Humans are naturally prone to having bias. External factors, opinions and feelings all help influence the decisions we make. Machine learning forms the core of modern AI systems, with deep learning algorithms being particularly popular. These algorithms are very data hungry. Specifically, what makes these systems effective is a large quantity of good training data that is relevant to the area in which you’re trying to achieve some machine learning objective. However, the machine learning data is only as good as the data you feed it. What if there are implicit or explicit biases in this training data? It follows that the AI system will inherit those same biases. Some of these can be easy to spot, but sometimes it’s more subtle than anyone can initially realize which can have significant unintended consequences.
Diverse teams equal more diverse data
The AI Today podcast interviewed Tess Posner, CEO at AI4All, a non-profit organization that focuses on increasing the diversity of AI. Unfortunately the tech industry today is very homogeneous; there are not many women or people of color in the field. AI4All aims to bring a more diverse background to the AI world. Research has consistently shown that working in a group with little to no diversity leads to less productivity and less imaginative thinking. AI4All’s goal is to help bring new people into the AI industry who may not have otherwise gotten into the industry.
In AI, there is an even bigger impact from limited diversity. Groups that are primarily made up of similar people naturally exhibit bias. Developers with similar backgrounds tend to think in a similar way and this bias can get introduced into datasets. When the AI goes to learn and use that data, the biases appear and sometimes are amplified by the way algorithms interpret the data.

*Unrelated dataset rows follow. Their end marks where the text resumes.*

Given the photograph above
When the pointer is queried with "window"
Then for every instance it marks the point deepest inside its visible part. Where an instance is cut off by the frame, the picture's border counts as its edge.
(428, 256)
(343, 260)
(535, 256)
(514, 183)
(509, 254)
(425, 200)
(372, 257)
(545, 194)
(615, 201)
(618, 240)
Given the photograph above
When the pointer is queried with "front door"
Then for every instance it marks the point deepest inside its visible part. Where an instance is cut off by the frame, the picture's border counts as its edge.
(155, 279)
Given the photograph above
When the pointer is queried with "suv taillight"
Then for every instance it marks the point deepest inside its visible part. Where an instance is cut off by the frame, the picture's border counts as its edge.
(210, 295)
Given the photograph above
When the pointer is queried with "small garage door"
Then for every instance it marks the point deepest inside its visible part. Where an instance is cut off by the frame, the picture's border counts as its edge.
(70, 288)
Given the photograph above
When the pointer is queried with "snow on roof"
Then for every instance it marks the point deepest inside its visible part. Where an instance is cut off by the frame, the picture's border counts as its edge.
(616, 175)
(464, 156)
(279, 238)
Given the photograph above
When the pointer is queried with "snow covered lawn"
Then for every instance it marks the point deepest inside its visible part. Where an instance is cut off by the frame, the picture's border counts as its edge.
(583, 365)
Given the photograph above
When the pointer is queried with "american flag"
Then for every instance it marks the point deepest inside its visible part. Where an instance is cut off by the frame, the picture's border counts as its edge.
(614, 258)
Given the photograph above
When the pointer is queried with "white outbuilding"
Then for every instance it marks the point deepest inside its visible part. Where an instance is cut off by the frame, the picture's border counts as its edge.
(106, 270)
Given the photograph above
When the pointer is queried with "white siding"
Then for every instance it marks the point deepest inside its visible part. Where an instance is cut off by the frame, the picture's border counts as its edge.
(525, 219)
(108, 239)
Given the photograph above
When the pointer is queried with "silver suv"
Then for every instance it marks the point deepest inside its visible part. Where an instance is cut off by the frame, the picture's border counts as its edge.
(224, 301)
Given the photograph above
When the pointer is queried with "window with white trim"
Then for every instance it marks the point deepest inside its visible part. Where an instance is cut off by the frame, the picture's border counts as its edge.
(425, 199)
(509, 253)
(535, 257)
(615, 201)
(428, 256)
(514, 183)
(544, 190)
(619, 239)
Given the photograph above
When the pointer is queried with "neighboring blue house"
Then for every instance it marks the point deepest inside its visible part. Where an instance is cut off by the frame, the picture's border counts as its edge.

As a result, the datasets that power AI are not as diverse as we’d like them to be. An example of the impact of biased training data is the Correctional Offender Management Profiling for Alternative Sanctions software, or COMPAS for short. COMPAS is used by U.S. courts to assess the likelihood of a defendant becoming a recidivist and helps make decisions on court sentences. Using AI, the system helps courts determine how likely someone is to commit a crime in the future. While this augmented intelligence tool sounds great in thorty, the software has been found to be racially biased.
Another big area in which biased data impacts AI is with regards to facial recognition. On numerous platforms, AI-based facial recognition systems have problems recognizing women or people of color as accurately as they can identify white men. Much of this problem is due to the lack of diverse training data the models were trained on before being released. The problems of Apple’s face unlock or Google Photos face/object identification have been well documented in the media. One could argue that if AI teams had more diversity, then they would produce more diverse sets of training data that are more representative of society at large.